A Kamloops councillor says there is an over-concentration of cannabis stores slated for downtown and the Tranquille corridor and he is taking responsibility for zoning changes that have allowed stores to cluster together.
“Upon reflection, I think we’re the architect of what I think is a possible problem,” Denis Walsh told KTW.
Last spring, about a half-year spring prior to legalization, city staff recommended cannabis stores be located at least 150 metres apart from one another to avoid clustering.
City council of the day, however, decreased that distance to 100 metres, with Walsh suggesting the amendment on the basis that 150 metres was too restrictive.
“We need to have adequate supply of retail cannabis dispensaries or we just drive people to the black market again,” Walsh said during a public hearing on the matter last year.
“The whole point of them legalizing it is to get rid of the black, underground market. That comes down to issues of safety and access.”
The city’s development director at the time told council the impact could result in a 30 per cent bump in the number of recreational cannabis stores in the city.
Staff had also told council they didn’t want to “throw the door right open” until the impact of the stores was better understood.
Today, six months since the federal government legalized recreational cannabis, the city has approved six stores each in the downtown and Tranquille Corridor areas, with more concentration likely.
Dave Jones, the city’s property use inspector, said up to 11 applications could be coming for downtown and up to seven are expected in that North Shore area.

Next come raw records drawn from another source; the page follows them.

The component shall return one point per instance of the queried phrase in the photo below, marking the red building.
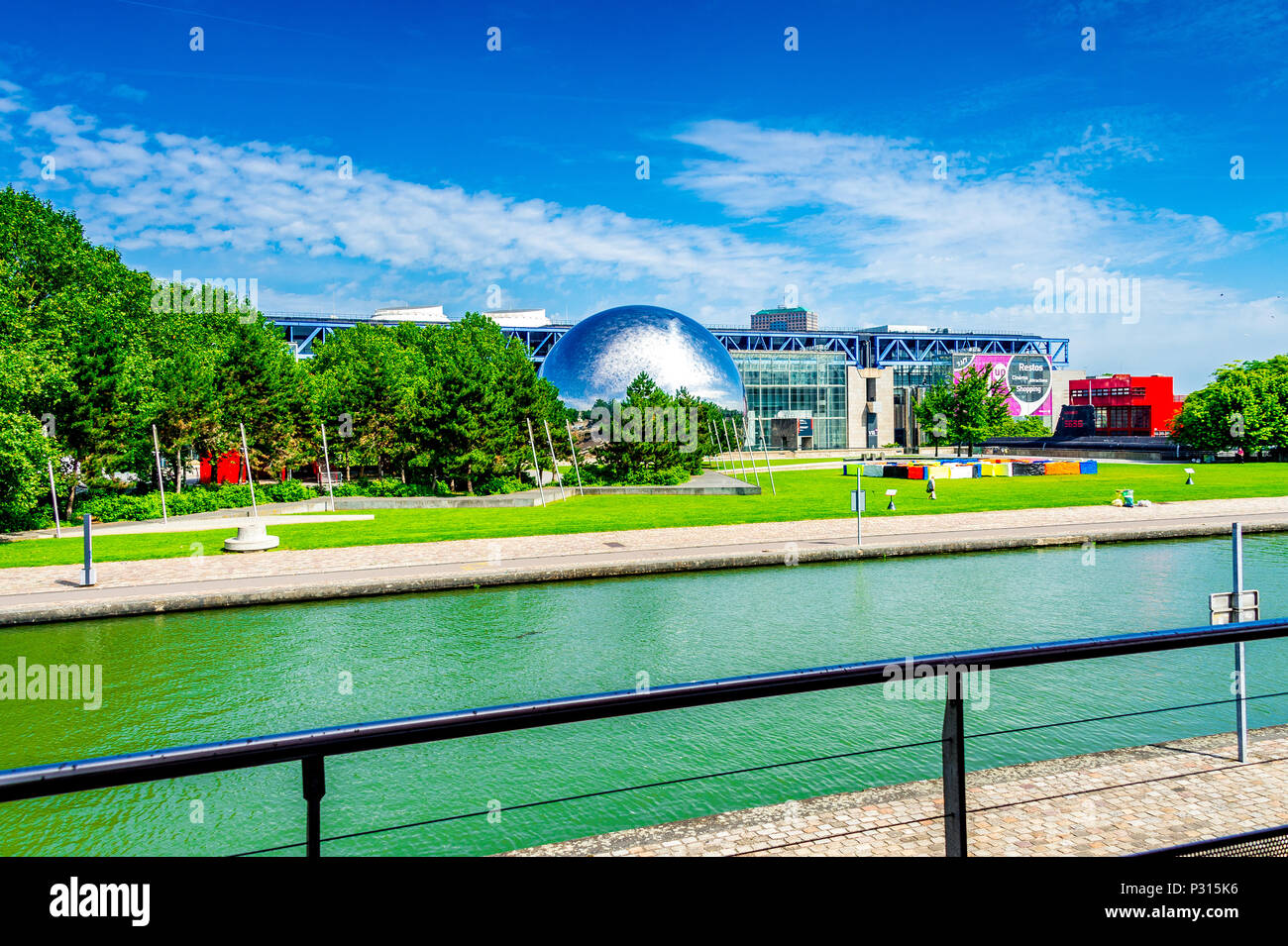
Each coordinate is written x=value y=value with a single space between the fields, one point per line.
x=226 y=469
x=1128 y=405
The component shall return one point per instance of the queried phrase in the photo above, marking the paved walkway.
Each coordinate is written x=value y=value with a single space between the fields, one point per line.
x=204 y=580
x=1104 y=803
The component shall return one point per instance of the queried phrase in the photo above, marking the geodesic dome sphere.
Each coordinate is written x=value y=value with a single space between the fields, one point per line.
x=603 y=353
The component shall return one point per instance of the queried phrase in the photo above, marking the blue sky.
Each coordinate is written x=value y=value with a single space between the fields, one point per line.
x=768 y=167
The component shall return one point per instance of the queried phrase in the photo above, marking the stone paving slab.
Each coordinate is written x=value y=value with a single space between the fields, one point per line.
x=1117 y=802
x=30 y=594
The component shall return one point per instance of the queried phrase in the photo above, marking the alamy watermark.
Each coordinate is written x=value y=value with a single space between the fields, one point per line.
x=206 y=296
x=1087 y=296
x=76 y=683
x=909 y=681
x=648 y=425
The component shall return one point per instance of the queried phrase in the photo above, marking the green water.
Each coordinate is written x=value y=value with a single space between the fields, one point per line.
x=210 y=676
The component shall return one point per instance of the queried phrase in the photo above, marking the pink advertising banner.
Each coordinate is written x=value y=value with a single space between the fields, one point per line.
x=1026 y=377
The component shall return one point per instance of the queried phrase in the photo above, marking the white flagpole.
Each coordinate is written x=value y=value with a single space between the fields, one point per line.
x=156 y=452
x=574 y=448
x=537 y=465
x=250 y=476
x=326 y=459
x=53 y=494
x=554 y=461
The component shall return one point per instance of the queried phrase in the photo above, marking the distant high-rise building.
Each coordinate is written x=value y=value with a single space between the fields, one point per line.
x=785 y=318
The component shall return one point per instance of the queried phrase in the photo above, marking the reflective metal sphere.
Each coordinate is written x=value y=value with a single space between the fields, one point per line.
x=603 y=353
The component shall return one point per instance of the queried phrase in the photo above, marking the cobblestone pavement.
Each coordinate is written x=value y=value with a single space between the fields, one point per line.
x=1113 y=802
x=468 y=553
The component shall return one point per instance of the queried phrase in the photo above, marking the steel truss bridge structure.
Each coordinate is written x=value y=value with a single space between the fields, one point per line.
x=862 y=348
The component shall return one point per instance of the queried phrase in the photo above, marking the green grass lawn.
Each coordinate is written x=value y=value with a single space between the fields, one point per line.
x=802 y=494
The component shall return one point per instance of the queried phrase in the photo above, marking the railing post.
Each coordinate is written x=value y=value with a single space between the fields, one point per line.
x=1240 y=681
x=314 y=787
x=954 y=769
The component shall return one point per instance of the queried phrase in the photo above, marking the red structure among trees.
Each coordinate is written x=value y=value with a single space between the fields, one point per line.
x=1128 y=405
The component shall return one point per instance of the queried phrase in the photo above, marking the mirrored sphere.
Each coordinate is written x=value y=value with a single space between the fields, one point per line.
x=603 y=353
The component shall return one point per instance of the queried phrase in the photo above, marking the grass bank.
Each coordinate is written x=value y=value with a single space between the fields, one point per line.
x=802 y=494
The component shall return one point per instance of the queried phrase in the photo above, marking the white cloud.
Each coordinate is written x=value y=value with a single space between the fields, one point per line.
x=859 y=223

City councillors have said the market will work itself out based on demand. Walsh, however, said businesses are taking on “huge costs” to enter that market. He estimated costs to open the door, from required licensing to store renovations, at about $200,000.
“I think we could have done a better job distributing the licensing,” he said.
Walsh is considering opening a cannabis store downtown and has recused himself from cannabis council decisions at city hall as of late, though he has no update on the status of his application.